And here's the final short paragraph.
(Reading) I've heard it said that children are free-spirited, but I don't remember ever being free when I was young. My mind and my heart carried a heavy burden as far back as I can remember. As a child, I carried the pain of an adult, and as an adult, I carried the pain of a child.
CHIDEYA: Now, Dominic, we've had you on before about this, but did you have to forgive before you wrote something like this?
Mr. CARTER: Yes. And Farai, I will answer your question. But I - whenever I come on your show - I'm sorry, I just have to make it clear that I am a huge fan of your work, and I am so thankful for what you do in terms of educating Americans, and in particular, people of color. We have to acknowledge...
CHIDEYA: Oh, thanks.
Mr. CARTER: ...and appreciate the great work that you do as a journalist -perspective. Going back to my mom, I started writing the story, and initially, I did not put in the sexual abuse. And it was only after I received more than 600 pages of her mental records, in which I realized, at the age of 16, my mother was in straitjackets and receiving electrical shock that I decided that I wanted to tell my entire story, and I did have to forgive her. And I feel for the first time in my life that I'm actually free. And the book has aided me in that process of my soul, finally, after all these years of having a deep, dark secret and never revealing it to someone, being free.

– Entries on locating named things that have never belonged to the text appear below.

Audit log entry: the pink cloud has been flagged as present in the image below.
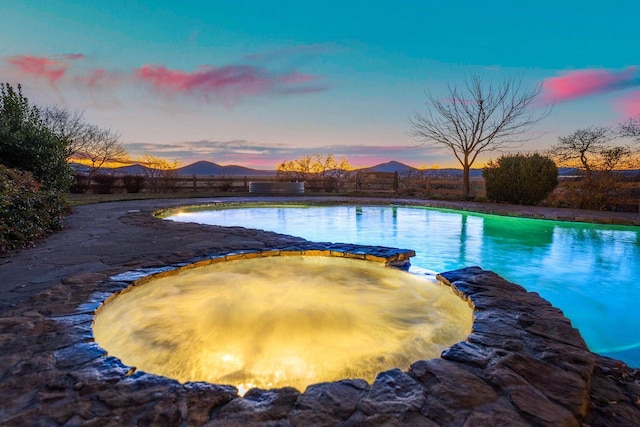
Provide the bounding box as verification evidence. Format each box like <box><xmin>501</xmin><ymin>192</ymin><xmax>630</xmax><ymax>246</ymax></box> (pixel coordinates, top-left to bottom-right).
<box><xmin>8</xmin><ymin>55</ymin><xmax>69</xmax><ymax>84</ymax></box>
<box><xmin>542</xmin><ymin>67</ymin><xmax>640</xmax><ymax>101</ymax></box>
<box><xmin>134</xmin><ymin>64</ymin><xmax>318</xmax><ymax>100</ymax></box>
<box><xmin>62</xmin><ymin>53</ymin><xmax>86</xmax><ymax>61</ymax></box>
<box><xmin>616</xmin><ymin>90</ymin><xmax>640</xmax><ymax>117</ymax></box>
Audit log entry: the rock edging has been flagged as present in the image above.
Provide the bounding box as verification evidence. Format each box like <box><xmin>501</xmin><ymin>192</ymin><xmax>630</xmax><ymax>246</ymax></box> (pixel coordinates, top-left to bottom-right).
<box><xmin>0</xmin><ymin>246</ymin><xmax>640</xmax><ymax>426</ymax></box>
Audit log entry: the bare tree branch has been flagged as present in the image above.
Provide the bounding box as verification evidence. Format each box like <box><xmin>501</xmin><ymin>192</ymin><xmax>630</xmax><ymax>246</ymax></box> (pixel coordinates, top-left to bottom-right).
<box><xmin>409</xmin><ymin>74</ymin><xmax>550</xmax><ymax>198</ymax></box>
<box><xmin>42</xmin><ymin>105</ymin><xmax>128</xmax><ymax>175</ymax></box>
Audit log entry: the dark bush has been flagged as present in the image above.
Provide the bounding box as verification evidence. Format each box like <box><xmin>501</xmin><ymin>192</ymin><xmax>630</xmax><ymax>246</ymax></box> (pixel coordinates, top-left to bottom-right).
<box><xmin>0</xmin><ymin>165</ymin><xmax>69</xmax><ymax>253</ymax></box>
<box><xmin>122</xmin><ymin>175</ymin><xmax>144</xmax><ymax>193</ymax></box>
<box><xmin>93</xmin><ymin>174</ymin><xmax>117</xmax><ymax>194</ymax></box>
<box><xmin>69</xmin><ymin>173</ymin><xmax>91</xmax><ymax>194</ymax></box>
<box><xmin>482</xmin><ymin>154</ymin><xmax>558</xmax><ymax>205</ymax></box>
<box><xmin>0</xmin><ymin>83</ymin><xmax>73</xmax><ymax>192</ymax></box>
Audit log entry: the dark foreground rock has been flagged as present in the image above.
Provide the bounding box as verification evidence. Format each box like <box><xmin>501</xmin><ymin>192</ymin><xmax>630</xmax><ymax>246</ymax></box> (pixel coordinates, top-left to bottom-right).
<box><xmin>0</xmin><ymin>258</ymin><xmax>640</xmax><ymax>426</ymax></box>
<box><xmin>0</xmin><ymin>199</ymin><xmax>640</xmax><ymax>426</ymax></box>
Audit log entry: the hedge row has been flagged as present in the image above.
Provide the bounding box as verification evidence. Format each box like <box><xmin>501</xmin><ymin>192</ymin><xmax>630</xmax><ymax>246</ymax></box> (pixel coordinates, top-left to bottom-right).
<box><xmin>0</xmin><ymin>165</ymin><xmax>69</xmax><ymax>253</ymax></box>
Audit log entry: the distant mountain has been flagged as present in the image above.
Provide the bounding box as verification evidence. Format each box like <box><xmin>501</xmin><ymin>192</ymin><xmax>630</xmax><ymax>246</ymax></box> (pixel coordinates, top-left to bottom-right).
<box><xmin>359</xmin><ymin>161</ymin><xmax>482</xmax><ymax>178</ymax></box>
<box><xmin>360</xmin><ymin>160</ymin><xmax>418</xmax><ymax>173</ymax></box>
<box><xmin>176</xmin><ymin>161</ymin><xmax>276</xmax><ymax>176</ymax></box>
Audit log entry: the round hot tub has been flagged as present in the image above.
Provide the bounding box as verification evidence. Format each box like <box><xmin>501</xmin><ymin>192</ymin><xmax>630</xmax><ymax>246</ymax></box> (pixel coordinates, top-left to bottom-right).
<box><xmin>94</xmin><ymin>256</ymin><xmax>472</xmax><ymax>393</ymax></box>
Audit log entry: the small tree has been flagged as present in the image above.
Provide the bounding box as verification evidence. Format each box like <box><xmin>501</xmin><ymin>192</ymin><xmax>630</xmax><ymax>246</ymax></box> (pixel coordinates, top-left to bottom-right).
<box><xmin>42</xmin><ymin>105</ymin><xmax>128</xmax><ymax>176</ymax></box>
<box><xmin>0</xmin><ymin>83</ymin><xmax>72</xmax><ymax>192</ymax></box>
<box><xmin>141</xmin><ymin>154</ymin><xmax>180</xmax><ymax>193</ymax></box>
<box><xmin>482</xmin><ymin>154</ymin><xmax>558</xmax><ymax>205</ymax></box>
<box><xmin>550</xmin><ymin>126</ymin><xmax>632</xmax><ymax>209</ymax></box>
<box><xmin>276</xmin><ymin>154</ymin><xmax>352</xmax><ymax>192</ymax></box>
<box><xmin>409</xmin><ymin>74</ymin><xmax>550</xmax><ymax>199</ymax></box>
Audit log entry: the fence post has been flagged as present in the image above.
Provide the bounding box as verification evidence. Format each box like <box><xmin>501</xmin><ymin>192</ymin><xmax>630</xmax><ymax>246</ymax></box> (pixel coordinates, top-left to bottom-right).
<box><xmin>393</xmin><ymin>171</ymin><xmax>398</xmax><ymax>196</ymax></box>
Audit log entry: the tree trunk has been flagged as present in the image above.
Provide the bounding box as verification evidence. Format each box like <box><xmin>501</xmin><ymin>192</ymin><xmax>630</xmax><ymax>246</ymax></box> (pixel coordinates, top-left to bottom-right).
<box><xmin>462</xmin><ymin>165</ymin><xmax>471</xmax><ymax>200</ymax></box>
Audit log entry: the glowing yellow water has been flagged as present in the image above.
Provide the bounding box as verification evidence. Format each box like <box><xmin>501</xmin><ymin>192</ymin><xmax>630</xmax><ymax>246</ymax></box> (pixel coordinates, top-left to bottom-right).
<box><xmin>94</xmin><ymin>256</ymin><xmax>472</xmax><ymax>393</ymax></box>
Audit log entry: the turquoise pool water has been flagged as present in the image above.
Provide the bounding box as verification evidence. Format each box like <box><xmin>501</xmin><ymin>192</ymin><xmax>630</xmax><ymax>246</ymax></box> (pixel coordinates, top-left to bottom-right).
<box><xmin>168</xmin><ymin>206</ymin><xmax>640</xmax><ymax>367</ymax></box>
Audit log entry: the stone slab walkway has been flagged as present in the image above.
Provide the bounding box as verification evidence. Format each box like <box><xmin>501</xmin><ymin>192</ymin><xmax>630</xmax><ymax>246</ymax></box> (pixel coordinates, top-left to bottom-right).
<box><xmin>0</xmin><ymin>197</ymin><xmax>640</xmax><ymax>426</ymax></box>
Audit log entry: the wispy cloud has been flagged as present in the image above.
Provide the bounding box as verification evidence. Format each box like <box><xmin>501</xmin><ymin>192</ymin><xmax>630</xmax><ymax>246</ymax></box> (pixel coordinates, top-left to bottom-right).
<box><xmin>616</xmin><ymin>90</ymin><xmax>640</xmax><ymax>117</ymax></box>
<box><xmin>125</xmin><ymin>139</ymin><xmax>450</xmax><ymax>169</ymax></box>
<box><xmin>542</xmin><ymin>67</ymin><xmax>640</xmax><ymax>102</ymax></box>
<box><xmin>134</xmin><ymin>65</ymin><xmax>319</xmax><ymax>102</ymax></box>
<box><xmin>0</xmin><ymin>53</ymin><xmax>328</xmax><ymax>105</ymax></box>
<box><xmin>7</xmin><ymin>55</ymin><xmax>69</xmax><ymax>85</ymax></box>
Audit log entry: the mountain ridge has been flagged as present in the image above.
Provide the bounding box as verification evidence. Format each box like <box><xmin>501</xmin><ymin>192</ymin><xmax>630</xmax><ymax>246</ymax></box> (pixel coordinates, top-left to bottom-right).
<box><xmin>71</xmin><ymin>160</ymin><xmax>575</xmax><ymax>177</ymax></box>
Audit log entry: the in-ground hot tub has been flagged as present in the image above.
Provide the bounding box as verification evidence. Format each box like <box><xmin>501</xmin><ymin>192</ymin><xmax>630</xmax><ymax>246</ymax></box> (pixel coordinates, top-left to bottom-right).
<box><xmin>94</xmin><ymin>252</ymin><xmax>472</xmax><ymax>393</ymax></box>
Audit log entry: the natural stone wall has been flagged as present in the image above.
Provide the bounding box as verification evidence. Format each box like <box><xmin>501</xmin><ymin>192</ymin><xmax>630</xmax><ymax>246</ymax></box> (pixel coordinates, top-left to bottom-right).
<box><xmin>0</xmin><ymin>246</ymin><xmax>640</xmax><ymax>426</ymax></box>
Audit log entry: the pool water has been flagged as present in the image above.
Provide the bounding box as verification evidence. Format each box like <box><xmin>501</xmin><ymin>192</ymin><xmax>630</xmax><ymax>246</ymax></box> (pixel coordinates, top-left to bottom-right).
<box><xmin>93</xmin><ymin>256</ymin><xmax>472</xmax><ymax>394</ymax></box>
<box><xmin>167</xmin><ymin>206</ymin><xmax>640</xmax><ymax>367</ymax></box>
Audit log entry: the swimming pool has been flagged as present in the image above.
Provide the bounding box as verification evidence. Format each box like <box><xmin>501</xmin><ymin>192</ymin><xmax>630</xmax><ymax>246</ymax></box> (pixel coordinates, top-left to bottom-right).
<box><xmin>167</xmin><ymin>206</ymin><xmax>640</xmax><ymax>367</ymax></box>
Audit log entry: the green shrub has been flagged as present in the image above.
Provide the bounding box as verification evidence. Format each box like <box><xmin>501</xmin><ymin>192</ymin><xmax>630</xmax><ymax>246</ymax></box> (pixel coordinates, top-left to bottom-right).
<box><xmin>482</xmin><ymin>154</ymin><xmax>558</xmax><ymax>205</ymax></box>
<box><xmin>0</xmin><ymin>165</ymin><xmax>69</xmax><ymax>253</ymax></box>
<box><xmin>69</xmin><ymin>173</ymin><xmax>91</xmax><ymax>194</ymax></box>
<box><xmin>0</xmin><ymin>83</ymin><xmax>73</xmax><ymax>192</ymax></box>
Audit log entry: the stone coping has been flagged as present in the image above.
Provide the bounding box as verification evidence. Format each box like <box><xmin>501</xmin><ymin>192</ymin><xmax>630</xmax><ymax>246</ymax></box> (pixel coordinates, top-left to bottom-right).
<box><xmin>0</xmin><ymin>242</ymin><xmax>636</xmax><ymax>426</ymax></box>
<box><xmin>0</xmin><ymin>201</ymin><xmax>640</xmax><ymax>426</ymax></box>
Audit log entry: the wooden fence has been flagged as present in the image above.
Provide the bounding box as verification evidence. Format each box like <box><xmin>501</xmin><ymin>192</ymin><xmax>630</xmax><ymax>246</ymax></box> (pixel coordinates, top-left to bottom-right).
<box><xmin>85</xmin><ymin>171</ymin><xmax>486</xmax><ymax>198</ymax></box>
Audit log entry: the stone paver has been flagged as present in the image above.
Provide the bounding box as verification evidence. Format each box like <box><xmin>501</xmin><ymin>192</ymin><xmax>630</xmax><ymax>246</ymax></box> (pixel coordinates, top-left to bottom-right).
<box><xmin>0</xmin><ymin>198</ymin><xmax>640</xmax><ymax>426</ymax></box>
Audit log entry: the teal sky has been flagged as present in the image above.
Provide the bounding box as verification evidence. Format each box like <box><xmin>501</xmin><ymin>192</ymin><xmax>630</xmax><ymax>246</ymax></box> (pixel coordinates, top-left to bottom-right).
<box><xmin>0</xmin><ymin>0</ymin><xmax>640</xmax><ymax>169</ymax></box>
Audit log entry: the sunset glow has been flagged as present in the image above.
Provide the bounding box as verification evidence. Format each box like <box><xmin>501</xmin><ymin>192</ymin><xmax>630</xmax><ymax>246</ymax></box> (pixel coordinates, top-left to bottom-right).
<box><xmin>0</xmin><ymin>0</ymin><xmax>640</xmax><ymax>169</ymax></box>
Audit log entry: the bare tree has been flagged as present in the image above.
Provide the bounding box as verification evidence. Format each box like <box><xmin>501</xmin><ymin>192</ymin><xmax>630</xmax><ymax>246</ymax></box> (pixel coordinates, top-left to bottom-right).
<box><xmin>549</xmin><ymin>126</ymin><xmax>633</xmax><ymax>209</ymax></box>
<box><xmin>409</xmin><ymin>74</ymin><xmax>550</xmax><ymax>198</ymax></box>
<box><xmin>42</xmin><ymin>105</ymin><xmax>128</xmax><ymax>176</ymax></box>
<box><xmin>549</xmin><ymin>126</ymin><xmax>631</xmax><ymax>178</ymax></box>
<box><xmin>276</xmin><ymin>154</ymin><xmax>352</xmax><ymax>191</ymax></box>
<box><xmin>619</xmin><ymin>116</ymin><xmax>640</xmax><ymax>142</ymax></box>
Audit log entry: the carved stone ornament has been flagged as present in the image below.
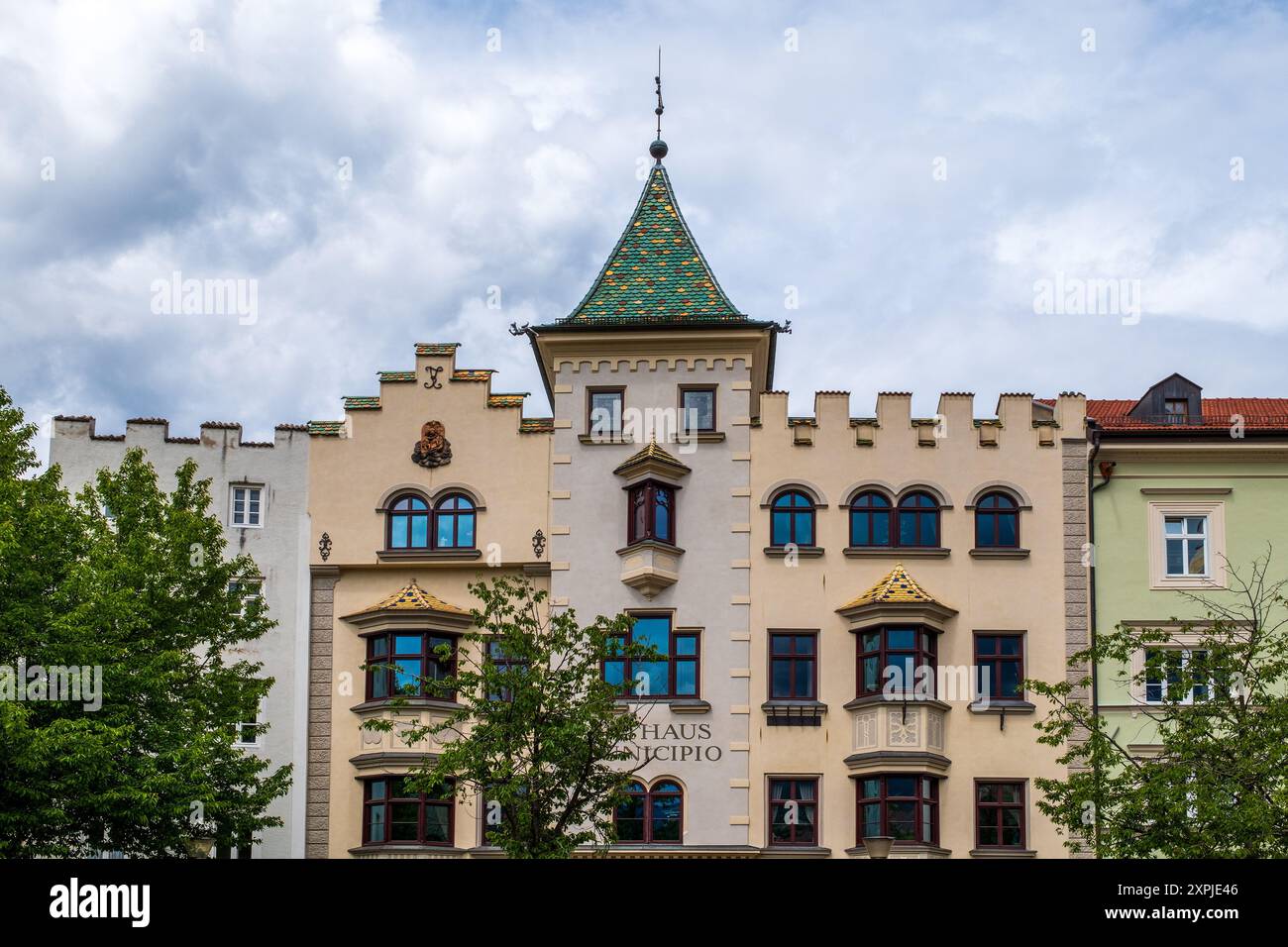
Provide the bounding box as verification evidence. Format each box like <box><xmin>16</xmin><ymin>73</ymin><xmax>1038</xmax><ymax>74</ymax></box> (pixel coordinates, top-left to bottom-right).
<box><xmin>411</xmin><ymin>421</ymin><xmax>452</xmax><ymax>467</ymax></box>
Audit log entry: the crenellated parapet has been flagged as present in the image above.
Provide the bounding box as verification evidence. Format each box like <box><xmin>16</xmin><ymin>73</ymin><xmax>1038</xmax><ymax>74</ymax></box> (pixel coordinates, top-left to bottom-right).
<box><xmin>54</xmin><ymin>415</ymin><xmax>310</xmax><ymax>450</ymax></box>
<box><xmin>756</xmin><ymin>390</ymin><xmax>1087</xmax><ymax>451</ymax></box>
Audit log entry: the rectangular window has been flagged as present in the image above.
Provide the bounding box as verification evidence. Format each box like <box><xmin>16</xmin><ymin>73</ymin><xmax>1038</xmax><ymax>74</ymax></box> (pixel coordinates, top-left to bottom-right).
<box><xmin>486</xmin><ymin>642</ymin><xmax>528</xmax><ymax>703</ymax></box>
<box><xmin>604</xmin><ymin>614</ymin><xmax>702</xmax><ymax>697</ymax></box>
<box><xmin>1145</xmin><ymin>648</ymin><xmax>1214</xmax><ymax>703</ymax></box>
<box><xmin>855</xmin><ymin>773</ymin><xmax>939</xmax><ymax>845</ymax></box>
<box><xmin>1163</xmin><ymin>517</ymin><xmax>1208</xmax><ymax>576</ymax></box>
<box><xmin>228</xmin><ymin>579</ymin><xmax>265</xmax><ymax>614</ymax></box>
<box><xmin>975</xmin><ymin>631</ymin><xmax>1024</xmax><ymax>701</ymax></box>
<box><xmin>587</xmin><ymin>388</ymin><xmax>626</xmax><ymax>441</ymax></box>
<box><xmin>975</xmin><ymin>783</ymin><xmax>1025</xmax><ymax>848</ymax></box>
<box><xmin>769</xmin><ymin>631</ymin><xmax>818</xmax><ymax>701</ymax></box>
<box><xmin>233</xmin><ymin>702</ymin><xmax>265</xmax><ymax>746</ymax></box>
<box><xmin>368</xmin><ymin>631</ymin><xmax>456</xmax><ymax>701</ymax></box>
<box><xmin>855</xmin><ymin>627</ymin><xmax>937</xmax><ymax>697</ymax></box>
<box><xmin>228</xmin><ymin>485</ymin><xmax>265</xmax><ymax>527</ymax></box>
<box><xmin>769</xmin><ymin>780</ymin><xmax>818</xmax><ymax>848</ymax></box>
<box><xmin>680</xmin><ymin>388</ymin><xmax>716</xmax><ymax>433</ymax></box>
<box><xmin>362</xmin><ymin>776</ymin><xmax>454</xmax><ymax>845</ymax></box>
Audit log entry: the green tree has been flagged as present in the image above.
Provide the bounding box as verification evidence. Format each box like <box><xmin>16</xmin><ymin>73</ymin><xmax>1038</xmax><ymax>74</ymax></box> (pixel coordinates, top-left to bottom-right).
<box><xmin>0</xmin><ymin>389</ymin><xmax>290</xmax><ymax>857</ymax></box>
<box><xmin>364</xmin><ymin>578</ymin><xmax>660</xmax><ymax>858</ymax></box>
<box><xmin>1029</xmin><ymin>553</ymin><xmax>1288</xmax><ymax>858</ymax></box>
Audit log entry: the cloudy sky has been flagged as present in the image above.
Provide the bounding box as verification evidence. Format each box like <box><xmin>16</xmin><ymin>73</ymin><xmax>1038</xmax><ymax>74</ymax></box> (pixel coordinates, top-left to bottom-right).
<box><xmin>0</xmin><ymin>0</ymin><xmax>1288</xmax><ymax>459</ymax></box>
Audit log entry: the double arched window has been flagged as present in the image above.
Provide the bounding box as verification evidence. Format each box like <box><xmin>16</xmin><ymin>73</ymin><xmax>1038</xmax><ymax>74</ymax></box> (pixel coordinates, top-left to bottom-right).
<box><xmin>385</xmin><ymin>493</ymin><xmax>477</xmax><ymax>549</ymax></box>
<box><xmin>769</xmin><ymin>489</ymin><xmax>814</xmax><ymax>546</ymax></box>
<box><xmin>975</xmin><ymin>492</ymin><xmax>1020</xmax><ymax>549</ymax></box>
<box><xmin>850</xmin><ymin>489</ymin><xmax>939</xmax><ymax>546</ymax></box>
<box><xmin>613</xmin><ymin>779</ymin><xmax>684</xmax><ymax>845</ymax></box>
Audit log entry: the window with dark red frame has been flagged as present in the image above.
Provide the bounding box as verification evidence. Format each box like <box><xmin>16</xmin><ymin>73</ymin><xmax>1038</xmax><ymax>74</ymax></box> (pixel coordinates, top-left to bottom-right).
<box><xmin>613</xmin><ymin>780</ymin><xmax>684</xmax><ymax>845</ymax></box>
<box><xmin>850</xmin><ymin>491</ymin><xmax>894</xmax><ymax>546</ymax></box>
<box><xmin>975</xmin><ymin>783</ymin><xmax>1024</xmax><ymax>848</ymax></box>
<box><xmin>362</xmin><ymin>776</ymin><xmax>455</xmax><ymax>847</ymax></box>
<box><xmin>857</xmin><ymin>773</ymin><xmax>939</xmax><ymax>845</ymax></box>
<box><xmin>896</xmin><ymin>493</ymin><xmax>939</xmax><ymax>546</ymax></box>
<box><xmin>975</xmin><ymin>633</ymin><xmax>1024</xmax><ymax>701</ymax></box>
<box><xmin>769</xmin><ymin>489</ymin><xmax>814</xmax><ymax>546</ymax></box>
<box><xmin>368</xmin><ymin>631</ymin><xmax>456</xmax><ymax>701</ymax></box>
<box><xmin>769</xmin><ymin>631</ymin><xmax>818</xmax><ymax>701</ymax></box>
<box><xmin>626</xmin><ymin>479</ymin><xmax>679</xmax><ymax>546</ymax></box>
<box><xmin>975</xmin><ymin>493</ymin><xmax>1020</xmax><ymax>549</ymax></box>
<box><xmin>769</xmin><ymin>780</ymin><xmax>818</xmax><ymax>848</ymax></box>
<box><xmin>604</xmin><ymin>614</ymin><xmax>702</xmax><ymax>698</ymax></box>
<box><xmin>385</xmin><ymin>493</ymin><xmax>478</xmax><ymax>549</ymax></box>
<box><xmin>855</xmin><ymin>625</ymin><xmax>937</xmax><ymax>697</ymax></box>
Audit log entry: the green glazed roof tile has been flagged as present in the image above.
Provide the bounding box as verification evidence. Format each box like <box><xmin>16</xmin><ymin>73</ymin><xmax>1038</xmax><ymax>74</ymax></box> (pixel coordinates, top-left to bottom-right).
<box><xmin>416</xmin><ymin>342</ymin><xmax>461</xmax><ymax>356</ymax></box>
<box><xmin>557</xmin><ymin>164</ymin><xmax>747</xmax><ymax>325</ymax></box>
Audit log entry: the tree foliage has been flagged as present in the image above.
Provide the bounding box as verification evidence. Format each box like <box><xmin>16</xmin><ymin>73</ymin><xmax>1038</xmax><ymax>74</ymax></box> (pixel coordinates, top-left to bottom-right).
<box><xmin>0</xmin><ymin>389</ymin><xmax>290</xmax><ymax>857</ymax></box>
<box><xmin>364</xmin><ymin>576</ymin><xmax>660</xmax><ymax>858</ymax></box>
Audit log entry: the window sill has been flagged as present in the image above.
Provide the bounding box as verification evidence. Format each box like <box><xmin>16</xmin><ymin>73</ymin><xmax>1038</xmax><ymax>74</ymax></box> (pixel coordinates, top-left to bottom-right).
<box><xmin>845</xmin><ymin>693</ymin><xmax>953</xmax><ymax>710</ymax></box>
<box><xmin>970</xmin><ymin>848</ymin><xmax>1038</xmax><ymax>858</ymax></box>
<box><xmin>349</xmin><ymin>697</ymin><xmax>461</xmax><ymax>714</ymax></box>
<box><xmin>966</xmin><ymin>701</ymin><xmax>1037</xmax><ymax>714</ymax></box>
<box><xmin>376</xmin><ymin>549</ymin><xmax>483</xmax><ymax>562</ymax></box>
<box><xmin>845</xmin><ymin>841</ymin><xmax>953</xmax><ymax>858</ymax></box>
<box><xmin>760</xmin><ymin>845</ymin><xmax>832</xmax><ymax>858</ymax></box>
<box><xmin>760</xmin><ymin>699</ymin><xmax>827</xmax><ymax>727</ymax></box>
<box><xmin>349</xmin><ymin>843</ymin><xmax>465</xmax><ymax>858</ymax></box>
<box><xmin>617</xmin><ymin>540</ymin><xmax>684</xmax><ymax>556</ymax></box>
<box><xmin>845</xmin><ymin>546</ymin><xmax>953</xmax><ymax>559</ymax></box>
<box><xmin>617</xmin><ymin>695</ymin><xmax>711</xmax><ymax>714</ymax></box>
<box><xmin>970</xmin><ymin>546</ymin><xmax>1029</xmax><ymax>559</ymax></box>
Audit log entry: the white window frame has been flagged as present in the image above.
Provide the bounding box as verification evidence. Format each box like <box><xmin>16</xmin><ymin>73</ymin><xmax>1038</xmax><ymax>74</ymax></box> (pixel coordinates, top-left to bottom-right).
<box><xmin>1132</xmin><ymin>635</ymin><xmax>1216</xmax><ymax>707</ymax></box>
<box><xmin>233</xmin><ymin>698</ymin><xmax>265</xmax><ymax>750</ymax></box>
<box><xmin>1146</xmin><ymin>501</ymin><xmax>1227</xmax><ymax>588</ymax></box>
<box><xmin>228</xmin><ymin>483</ymin><xmax>268</xmax><ymax>530</ymax></box>
<box><xmin>228</xmin><ymin>576</ymin><xmax>265</xmax><ymax>614</ymax></box>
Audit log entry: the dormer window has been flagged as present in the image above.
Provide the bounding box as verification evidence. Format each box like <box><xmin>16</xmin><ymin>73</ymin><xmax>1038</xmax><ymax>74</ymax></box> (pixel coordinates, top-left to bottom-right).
<box><xmin>1163</xmin><ymin>398</ymin><xmax>1190</xmax><ymax>424</ymax></box>
<box><xmin>626</xmin><ymin>479</ymin><xmax>677</xmax><ymax>546</ymax></box>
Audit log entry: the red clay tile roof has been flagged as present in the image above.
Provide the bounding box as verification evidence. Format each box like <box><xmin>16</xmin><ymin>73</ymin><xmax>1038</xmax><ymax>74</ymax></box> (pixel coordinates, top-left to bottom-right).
<box><xmin>1087</xmin><ymin>398</ymin><xmax>1288</xmax><ymax>430</ymax></box>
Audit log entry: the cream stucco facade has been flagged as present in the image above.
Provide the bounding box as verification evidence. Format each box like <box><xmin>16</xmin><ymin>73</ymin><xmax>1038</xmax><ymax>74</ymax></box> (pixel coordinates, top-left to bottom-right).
<box><xmin>750</xmin><ymin>391</ymin><xmax>1086</xmax><ymax>857</ymax></box>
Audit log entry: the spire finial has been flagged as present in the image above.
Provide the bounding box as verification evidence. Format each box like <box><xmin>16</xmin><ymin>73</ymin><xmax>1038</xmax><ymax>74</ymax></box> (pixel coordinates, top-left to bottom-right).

CHIDEYA: Now Thulani, what do you think about that same question of forgiveness?
Ms. DAVIS: I think writing actually forces you to forgive people. It's very hard to write without a sense of love, a sense of compassion, even for characters that - in a fiction work that start out to be the bad people. It's like, ultimately, you have to come to understand people to be able to write about them, and that opens up your heart.
CHIDEYA: Can you read us a little snippet of your book, which, again, was very deeply researched as well as personal?
Ms. DAVIS: Sure.
(Reading) When my grandmother, Georgia Campbell Neal, died in 1971, she had started writing a book. At the time, we thought she was about 85 years old, though it was well known that she was apt to lie about her age. She was more likely 94. She was writing the story of her parents, Mississippi cotton farmers - one black, one white - who met near Yazoo City, Mississippi, in the 1870s. She began the few pages she wrote with a sunny image of her mother, Chloe Tarrant Curry, and Chloe's husband, James Curry, both former slaves leaving Alabama.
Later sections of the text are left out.